Here's what I do know: trying to eliminate all suffering will not produce good results. Suffering is a permanent part of our world until Jesus' return because of our sin. And in the end, trying to completely eradicate suffering also eliminates the possibilit of experiencing joy, love, beauty and most importantly God's redemption. 

I also know that through God's redemption, he can use the suffering in our lives to refine us and make us more like himself. This alone should help us not be so afraid of suffering. But I will admit that I am sometimes still afraid

The world tells us to just escape from suffering....when your loved one is likely going to die, just be compassionate and end their life now. 

Here's something else that I know: when my Grandma Sue was in her last five weeks of life in ICU, the doctors pressured us to take her off the respirator - she was going to die anyway. But up until the last day of her life, even though she couldn't talk because of her tracheotomy, she was alive, alert, ready with a smile, and capable of both receiving our love and giving love away to us. Those five weeks that we spent with her in the hospital were some of the hardest yet some of the best moments that we ever got to spend with her. We were able to have a good goodbye: we were able to shower compassion and love on her, letting her know that her life was valuable and that we treasured her. Instead of dying with the knowledge that her life wasn't worth living anymore (which would have been the message that we would have sent if we had pulled the plug), she died a good death: in peace, with a smile on her face right before she lapsed into unconsciousness, and with dignity and respect. One of the greatest lessons that my Grandma Sue ever could have taught me was endure suffering with joy and grace because it produces hope, and hope does not disappoint. (Romans 5) What is that hope in? Jesus Christ our Lord who for the joy set before him also suffered when he endured the cross and who is now seated with God in heaven (Hebrews 12). 

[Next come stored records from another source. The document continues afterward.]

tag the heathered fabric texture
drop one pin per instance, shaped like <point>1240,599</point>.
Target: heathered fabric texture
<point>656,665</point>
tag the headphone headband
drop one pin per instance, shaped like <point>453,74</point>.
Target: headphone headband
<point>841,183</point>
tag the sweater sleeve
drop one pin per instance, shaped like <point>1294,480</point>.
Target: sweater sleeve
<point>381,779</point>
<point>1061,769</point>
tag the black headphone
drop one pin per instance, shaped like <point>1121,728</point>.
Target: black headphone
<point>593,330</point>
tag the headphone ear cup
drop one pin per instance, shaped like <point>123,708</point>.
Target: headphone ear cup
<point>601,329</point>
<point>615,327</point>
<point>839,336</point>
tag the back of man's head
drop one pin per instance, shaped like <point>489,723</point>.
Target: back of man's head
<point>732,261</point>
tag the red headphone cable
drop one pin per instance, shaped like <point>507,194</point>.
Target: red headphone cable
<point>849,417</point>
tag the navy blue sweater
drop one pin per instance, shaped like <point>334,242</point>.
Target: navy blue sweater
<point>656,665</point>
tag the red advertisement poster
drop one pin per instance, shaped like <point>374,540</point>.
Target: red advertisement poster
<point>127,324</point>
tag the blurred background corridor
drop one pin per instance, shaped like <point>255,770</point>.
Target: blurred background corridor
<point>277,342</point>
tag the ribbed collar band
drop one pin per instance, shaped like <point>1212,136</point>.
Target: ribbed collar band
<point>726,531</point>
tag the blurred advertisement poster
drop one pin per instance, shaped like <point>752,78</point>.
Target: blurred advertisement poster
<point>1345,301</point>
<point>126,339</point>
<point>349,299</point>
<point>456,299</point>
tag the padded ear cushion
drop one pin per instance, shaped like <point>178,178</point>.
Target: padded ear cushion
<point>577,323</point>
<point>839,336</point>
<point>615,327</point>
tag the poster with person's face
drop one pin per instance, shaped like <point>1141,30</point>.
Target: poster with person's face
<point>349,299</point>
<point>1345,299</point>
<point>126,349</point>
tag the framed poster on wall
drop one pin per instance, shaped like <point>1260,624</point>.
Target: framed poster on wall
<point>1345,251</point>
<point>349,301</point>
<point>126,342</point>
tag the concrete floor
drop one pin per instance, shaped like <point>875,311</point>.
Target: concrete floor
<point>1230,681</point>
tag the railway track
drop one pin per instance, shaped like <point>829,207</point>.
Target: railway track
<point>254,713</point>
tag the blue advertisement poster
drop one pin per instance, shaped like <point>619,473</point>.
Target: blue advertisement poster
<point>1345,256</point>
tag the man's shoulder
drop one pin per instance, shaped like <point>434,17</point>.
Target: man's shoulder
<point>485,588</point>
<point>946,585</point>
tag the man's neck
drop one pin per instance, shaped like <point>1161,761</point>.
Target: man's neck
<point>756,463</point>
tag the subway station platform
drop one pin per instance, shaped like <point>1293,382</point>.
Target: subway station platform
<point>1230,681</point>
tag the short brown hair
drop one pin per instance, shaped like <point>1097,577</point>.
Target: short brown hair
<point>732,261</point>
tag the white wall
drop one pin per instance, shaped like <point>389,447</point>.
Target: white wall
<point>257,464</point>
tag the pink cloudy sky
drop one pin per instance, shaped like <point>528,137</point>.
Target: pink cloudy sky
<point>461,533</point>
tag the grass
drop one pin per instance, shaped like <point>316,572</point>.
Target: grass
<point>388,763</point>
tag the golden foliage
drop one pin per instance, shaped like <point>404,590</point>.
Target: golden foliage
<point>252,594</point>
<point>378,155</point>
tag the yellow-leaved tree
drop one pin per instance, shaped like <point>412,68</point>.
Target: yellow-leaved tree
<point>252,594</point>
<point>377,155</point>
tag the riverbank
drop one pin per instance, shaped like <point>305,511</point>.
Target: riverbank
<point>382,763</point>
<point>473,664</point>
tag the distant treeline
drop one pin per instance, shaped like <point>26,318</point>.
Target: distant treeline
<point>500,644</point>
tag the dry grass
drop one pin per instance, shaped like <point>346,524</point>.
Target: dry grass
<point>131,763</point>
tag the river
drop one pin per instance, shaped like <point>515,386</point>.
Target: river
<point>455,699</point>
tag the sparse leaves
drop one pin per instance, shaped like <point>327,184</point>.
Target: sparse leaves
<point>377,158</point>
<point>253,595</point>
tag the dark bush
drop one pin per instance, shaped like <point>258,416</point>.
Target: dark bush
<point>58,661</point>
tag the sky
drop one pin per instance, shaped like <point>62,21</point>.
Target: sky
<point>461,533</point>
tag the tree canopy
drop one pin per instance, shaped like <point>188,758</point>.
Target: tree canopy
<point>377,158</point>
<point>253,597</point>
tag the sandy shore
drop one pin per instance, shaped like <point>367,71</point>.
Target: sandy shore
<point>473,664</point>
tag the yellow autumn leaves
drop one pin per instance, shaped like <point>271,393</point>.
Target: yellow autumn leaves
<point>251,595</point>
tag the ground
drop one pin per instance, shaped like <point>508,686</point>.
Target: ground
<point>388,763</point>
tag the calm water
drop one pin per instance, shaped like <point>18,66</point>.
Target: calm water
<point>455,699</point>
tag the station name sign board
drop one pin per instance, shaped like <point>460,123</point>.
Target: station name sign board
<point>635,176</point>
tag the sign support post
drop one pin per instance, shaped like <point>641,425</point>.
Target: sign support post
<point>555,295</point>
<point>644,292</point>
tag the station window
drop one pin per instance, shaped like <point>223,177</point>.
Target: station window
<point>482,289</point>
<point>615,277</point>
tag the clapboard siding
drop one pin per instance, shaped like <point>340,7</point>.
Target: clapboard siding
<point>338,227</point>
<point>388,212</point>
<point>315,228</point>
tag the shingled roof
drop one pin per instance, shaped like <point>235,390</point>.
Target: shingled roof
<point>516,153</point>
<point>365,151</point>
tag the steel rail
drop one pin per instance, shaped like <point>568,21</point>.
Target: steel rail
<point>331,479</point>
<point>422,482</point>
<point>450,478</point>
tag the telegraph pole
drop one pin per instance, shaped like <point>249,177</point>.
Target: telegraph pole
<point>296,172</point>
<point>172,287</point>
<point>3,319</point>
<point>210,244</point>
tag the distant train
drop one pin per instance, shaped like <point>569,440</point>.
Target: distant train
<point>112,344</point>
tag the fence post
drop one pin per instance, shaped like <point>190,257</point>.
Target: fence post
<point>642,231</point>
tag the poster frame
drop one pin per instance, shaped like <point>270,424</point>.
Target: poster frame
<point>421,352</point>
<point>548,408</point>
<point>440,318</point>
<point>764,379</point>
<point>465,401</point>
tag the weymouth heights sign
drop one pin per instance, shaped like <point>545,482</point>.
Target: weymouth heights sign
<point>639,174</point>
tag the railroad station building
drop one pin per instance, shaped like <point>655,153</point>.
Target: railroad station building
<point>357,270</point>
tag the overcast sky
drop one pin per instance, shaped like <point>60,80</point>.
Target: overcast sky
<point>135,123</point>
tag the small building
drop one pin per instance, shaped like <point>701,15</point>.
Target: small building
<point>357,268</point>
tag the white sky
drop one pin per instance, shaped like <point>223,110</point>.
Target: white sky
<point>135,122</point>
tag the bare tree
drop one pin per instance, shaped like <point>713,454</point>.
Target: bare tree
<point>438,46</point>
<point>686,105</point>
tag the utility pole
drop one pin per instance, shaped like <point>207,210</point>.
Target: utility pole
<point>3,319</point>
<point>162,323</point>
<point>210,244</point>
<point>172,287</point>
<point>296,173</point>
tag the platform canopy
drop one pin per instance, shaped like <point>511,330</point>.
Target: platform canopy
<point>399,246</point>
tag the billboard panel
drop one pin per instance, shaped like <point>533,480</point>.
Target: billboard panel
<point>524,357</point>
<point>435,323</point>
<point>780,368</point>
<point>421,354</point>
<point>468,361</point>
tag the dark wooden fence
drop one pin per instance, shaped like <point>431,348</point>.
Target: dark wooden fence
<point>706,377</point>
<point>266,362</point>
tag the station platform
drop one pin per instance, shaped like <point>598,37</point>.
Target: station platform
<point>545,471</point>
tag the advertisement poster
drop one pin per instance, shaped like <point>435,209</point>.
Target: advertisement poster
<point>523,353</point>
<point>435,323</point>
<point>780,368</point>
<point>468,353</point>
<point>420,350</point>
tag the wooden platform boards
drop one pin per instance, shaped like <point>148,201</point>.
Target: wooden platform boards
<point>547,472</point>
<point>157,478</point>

Tonight was full of tears. Many, many tears... as I struggled with these issues of suffering and pain because I wanted to know what was right and as I relived the deaths of both my grandma and great-grandma.  But now I realize more than ever that suffering is not something to be afraid of or something that we should run from all the time. Even in the pain and sorrow that I am experiencing tonight, I would never want to replace the joy that I am also experiencing in celebrating the lives that they did live, the memories that we shared and the hope of knowing that one day we'll all be together in heaven where there are no more tears (Revelation 21:4).


  1. Abby Drew:

    I see a lot of wisdom in your words. Thank you for sharing your thoughts and meditations on this subject. There is only one pain reliever and that is our precious Jesus. I love you!

    Gpa Mike

  2. Abby:

    Your post was timely for me as I am in my second reading of Desiring God by John Piper, and the chapter I'm reading is the one on suffering. He makes the point that suffering is intended by Satan to destroy our faith and by God to purify our faith. Many of the missionaries of the past have written that suffering is beautiful, desirable, and willingly chosen by them. I love your compassionate heart, Abby!

    Grandma Linda

  3. Grandpa and Grandma -
    Thank you SO much for journeying with me to DC but I'm grateful most of all that we are all on the journey together of discovering more and more each day who God is and his purposes. That is so amazing that you were reading about suffering too - thanks for sharing, especially how God and Satan use suffering differently. I LOVE you too back and miss you muchly.

    Romans 8:17
    Now if we are children, then we are heirs—heirs of God and co-heirs with Christ, if indeed we share in his sufferings in order that we may also share in his glory.